A common mistake is to tune the primary and secondary temperature controllers with too small of a controller gain, reset time and rate time. We will see in the tuning discussion how being too small in these settings can intensify the oscillations from valve deadband and in some cases lead to a runaway condition.

The overall heat transfer coefficient for the coils can be too small. In general, heat transfer coefficients are proportional to the flow rate next to the surface to approximately the 0.6 power and are tremendously degraded by coatings, whose formation rate greatly increases at low coil or jacket flow and reactor agitation rates. The integrated error for reactor control is proportional to the square of the heat transfer lag and an exothermic reactor can become unstable, regardless of tuning, if it becomes larger than the positive feedback time constant of an accelerating response.

Too Big
Large control valves will increase the amplitude of the limit cycle from valve deadband (backlash) caused by loose shaft/stem connections and gaps in linkages and resolution (stick-slip) from packing and seating friction, since both are a percent of valve stroke and hence valve capacity 2. Sliding stem (globe) valves with digital positioners are a must for tight temperature control of batch reactors. 
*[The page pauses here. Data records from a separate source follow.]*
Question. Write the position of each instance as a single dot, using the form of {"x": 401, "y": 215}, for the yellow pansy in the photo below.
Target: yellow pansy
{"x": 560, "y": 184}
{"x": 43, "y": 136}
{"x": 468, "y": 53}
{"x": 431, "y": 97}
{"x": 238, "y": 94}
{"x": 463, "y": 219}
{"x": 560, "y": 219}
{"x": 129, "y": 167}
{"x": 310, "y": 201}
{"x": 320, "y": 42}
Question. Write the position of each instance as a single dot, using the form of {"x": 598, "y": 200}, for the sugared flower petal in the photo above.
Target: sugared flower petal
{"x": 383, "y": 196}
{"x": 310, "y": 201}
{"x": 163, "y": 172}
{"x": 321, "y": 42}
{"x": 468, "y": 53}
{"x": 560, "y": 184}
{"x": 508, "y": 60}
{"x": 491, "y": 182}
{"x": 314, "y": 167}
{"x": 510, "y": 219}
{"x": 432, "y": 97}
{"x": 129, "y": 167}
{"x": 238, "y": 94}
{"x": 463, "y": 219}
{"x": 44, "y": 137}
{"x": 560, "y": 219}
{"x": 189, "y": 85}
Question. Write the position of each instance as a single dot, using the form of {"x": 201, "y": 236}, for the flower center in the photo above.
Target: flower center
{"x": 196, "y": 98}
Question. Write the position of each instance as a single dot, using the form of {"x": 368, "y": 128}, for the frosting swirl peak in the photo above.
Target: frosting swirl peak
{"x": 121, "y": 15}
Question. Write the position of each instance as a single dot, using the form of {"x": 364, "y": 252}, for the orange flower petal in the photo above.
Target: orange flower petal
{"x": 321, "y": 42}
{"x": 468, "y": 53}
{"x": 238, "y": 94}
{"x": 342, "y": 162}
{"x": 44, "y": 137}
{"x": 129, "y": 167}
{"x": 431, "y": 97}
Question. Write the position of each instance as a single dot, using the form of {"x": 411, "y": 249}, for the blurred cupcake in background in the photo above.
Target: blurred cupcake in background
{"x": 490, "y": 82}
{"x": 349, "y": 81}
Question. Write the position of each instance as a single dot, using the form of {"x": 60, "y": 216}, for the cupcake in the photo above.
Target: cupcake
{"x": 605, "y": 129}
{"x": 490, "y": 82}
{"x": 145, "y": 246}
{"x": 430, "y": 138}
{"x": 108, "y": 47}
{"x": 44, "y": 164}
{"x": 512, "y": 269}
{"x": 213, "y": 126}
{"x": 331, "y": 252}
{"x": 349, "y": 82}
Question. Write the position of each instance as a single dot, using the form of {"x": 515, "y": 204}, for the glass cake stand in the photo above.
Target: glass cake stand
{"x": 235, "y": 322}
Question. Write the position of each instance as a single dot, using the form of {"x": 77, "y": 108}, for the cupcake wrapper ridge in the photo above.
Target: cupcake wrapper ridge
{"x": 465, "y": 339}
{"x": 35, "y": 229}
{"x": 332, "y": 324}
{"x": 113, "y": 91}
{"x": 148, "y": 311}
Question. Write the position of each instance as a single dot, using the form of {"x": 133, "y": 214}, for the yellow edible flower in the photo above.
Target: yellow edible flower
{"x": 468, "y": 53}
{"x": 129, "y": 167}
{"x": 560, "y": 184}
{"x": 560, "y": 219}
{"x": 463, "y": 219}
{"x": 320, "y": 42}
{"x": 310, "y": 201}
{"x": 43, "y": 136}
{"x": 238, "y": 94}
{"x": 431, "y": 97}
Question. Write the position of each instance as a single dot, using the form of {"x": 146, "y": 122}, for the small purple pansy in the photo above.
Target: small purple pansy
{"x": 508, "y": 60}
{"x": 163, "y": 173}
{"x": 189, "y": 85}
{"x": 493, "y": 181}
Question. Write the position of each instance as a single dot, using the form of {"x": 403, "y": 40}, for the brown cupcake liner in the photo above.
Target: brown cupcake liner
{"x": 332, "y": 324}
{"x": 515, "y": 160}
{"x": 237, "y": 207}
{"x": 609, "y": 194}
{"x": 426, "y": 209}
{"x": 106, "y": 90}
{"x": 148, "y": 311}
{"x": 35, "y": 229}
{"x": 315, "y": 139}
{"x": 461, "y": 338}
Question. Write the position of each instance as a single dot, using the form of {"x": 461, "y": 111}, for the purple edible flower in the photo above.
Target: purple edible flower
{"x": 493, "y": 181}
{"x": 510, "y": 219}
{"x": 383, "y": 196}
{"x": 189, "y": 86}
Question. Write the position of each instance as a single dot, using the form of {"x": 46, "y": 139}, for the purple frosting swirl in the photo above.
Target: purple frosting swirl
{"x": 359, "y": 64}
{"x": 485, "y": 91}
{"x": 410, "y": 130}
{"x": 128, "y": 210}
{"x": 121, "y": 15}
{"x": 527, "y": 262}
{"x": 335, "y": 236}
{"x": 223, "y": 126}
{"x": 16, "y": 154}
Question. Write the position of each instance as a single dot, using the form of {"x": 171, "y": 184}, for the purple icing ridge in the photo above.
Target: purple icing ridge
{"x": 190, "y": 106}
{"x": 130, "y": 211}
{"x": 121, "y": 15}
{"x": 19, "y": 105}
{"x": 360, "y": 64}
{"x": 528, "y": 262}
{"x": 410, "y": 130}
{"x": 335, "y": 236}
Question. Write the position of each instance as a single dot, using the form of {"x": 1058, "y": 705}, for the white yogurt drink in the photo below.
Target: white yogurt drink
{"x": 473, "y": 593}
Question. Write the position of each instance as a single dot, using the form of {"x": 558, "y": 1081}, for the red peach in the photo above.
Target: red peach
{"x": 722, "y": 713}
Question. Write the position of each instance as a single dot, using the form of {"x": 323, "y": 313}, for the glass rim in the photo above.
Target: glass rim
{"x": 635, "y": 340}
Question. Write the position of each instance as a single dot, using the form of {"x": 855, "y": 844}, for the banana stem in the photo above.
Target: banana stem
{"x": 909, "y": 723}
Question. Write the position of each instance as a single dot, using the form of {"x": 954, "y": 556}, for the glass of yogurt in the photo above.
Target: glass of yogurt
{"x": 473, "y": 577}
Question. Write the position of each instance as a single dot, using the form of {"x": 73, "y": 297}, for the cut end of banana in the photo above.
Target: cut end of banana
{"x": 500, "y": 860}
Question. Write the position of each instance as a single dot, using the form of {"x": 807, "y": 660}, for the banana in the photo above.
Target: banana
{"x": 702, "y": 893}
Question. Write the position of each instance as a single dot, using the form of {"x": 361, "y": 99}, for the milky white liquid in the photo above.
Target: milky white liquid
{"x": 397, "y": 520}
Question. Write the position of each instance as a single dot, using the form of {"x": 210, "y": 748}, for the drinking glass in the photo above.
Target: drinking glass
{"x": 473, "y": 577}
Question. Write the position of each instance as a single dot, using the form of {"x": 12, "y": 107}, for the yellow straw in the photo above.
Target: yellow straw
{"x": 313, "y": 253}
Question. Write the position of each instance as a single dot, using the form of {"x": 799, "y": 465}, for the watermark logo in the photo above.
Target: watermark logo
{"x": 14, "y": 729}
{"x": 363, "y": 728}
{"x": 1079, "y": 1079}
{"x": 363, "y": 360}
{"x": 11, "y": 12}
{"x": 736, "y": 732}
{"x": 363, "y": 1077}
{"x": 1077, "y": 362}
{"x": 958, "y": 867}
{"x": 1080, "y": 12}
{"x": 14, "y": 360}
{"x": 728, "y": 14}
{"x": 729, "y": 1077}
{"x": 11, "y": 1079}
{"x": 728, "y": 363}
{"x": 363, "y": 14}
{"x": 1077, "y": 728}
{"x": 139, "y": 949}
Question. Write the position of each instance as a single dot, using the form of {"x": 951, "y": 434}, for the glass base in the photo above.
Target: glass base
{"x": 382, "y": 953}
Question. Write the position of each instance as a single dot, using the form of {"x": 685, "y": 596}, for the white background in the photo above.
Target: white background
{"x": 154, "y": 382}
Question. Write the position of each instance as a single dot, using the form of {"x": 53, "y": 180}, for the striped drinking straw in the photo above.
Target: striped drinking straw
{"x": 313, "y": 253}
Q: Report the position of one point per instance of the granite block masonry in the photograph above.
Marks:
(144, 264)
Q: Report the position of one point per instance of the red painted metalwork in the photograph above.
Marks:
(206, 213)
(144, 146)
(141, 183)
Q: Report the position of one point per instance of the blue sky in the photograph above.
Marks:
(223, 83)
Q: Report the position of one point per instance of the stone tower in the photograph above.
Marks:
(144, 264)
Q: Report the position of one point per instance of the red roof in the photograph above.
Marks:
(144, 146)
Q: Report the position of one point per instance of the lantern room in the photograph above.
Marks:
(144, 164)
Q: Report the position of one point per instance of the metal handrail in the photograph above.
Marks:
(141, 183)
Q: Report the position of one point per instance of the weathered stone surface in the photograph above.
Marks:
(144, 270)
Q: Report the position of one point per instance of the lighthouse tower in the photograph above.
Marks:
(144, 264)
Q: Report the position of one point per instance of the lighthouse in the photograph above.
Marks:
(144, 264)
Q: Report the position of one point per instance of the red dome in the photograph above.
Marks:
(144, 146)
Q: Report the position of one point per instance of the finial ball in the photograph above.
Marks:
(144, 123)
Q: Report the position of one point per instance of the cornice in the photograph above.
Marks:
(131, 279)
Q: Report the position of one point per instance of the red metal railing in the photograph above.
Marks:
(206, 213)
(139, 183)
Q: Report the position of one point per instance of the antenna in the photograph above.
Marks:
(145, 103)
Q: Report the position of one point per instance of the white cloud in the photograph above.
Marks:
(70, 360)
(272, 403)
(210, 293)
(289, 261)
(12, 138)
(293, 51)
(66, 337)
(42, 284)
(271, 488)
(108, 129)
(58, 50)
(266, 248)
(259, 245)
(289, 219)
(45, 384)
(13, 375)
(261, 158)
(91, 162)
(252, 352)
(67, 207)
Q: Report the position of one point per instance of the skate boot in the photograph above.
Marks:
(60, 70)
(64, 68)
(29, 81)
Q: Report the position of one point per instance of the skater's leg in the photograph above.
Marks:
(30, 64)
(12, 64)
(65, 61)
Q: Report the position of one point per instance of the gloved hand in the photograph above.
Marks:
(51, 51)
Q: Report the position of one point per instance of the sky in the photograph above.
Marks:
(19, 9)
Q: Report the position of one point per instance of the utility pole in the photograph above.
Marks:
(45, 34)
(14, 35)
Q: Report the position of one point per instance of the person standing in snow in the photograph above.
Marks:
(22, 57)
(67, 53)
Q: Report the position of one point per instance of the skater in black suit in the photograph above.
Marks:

Controllers tend to cycle around the split range point because the stick-slip is generally larger as a valve is trying to break free from its seat. A switch from steam to coolant introduces a dead zone, discontinuity and change in coil and jacket dynamics. For minimization of the severe upset associated with a transition between heating and cooling, trim valves should be used. To avoid additional split-ranged points, a valve position control strategy can be used where small changes are handled by the trim valve and only large changes are passed on to the large valve. There is also a significant opportunity for deadband and stick-slip compensators to be inserted into the output of the secondary loop controller, and a feedforward signal of the secondary set point to be added to the output of the secondary controller with the appropriate feedforward gain and action if the secondary controller gain is low.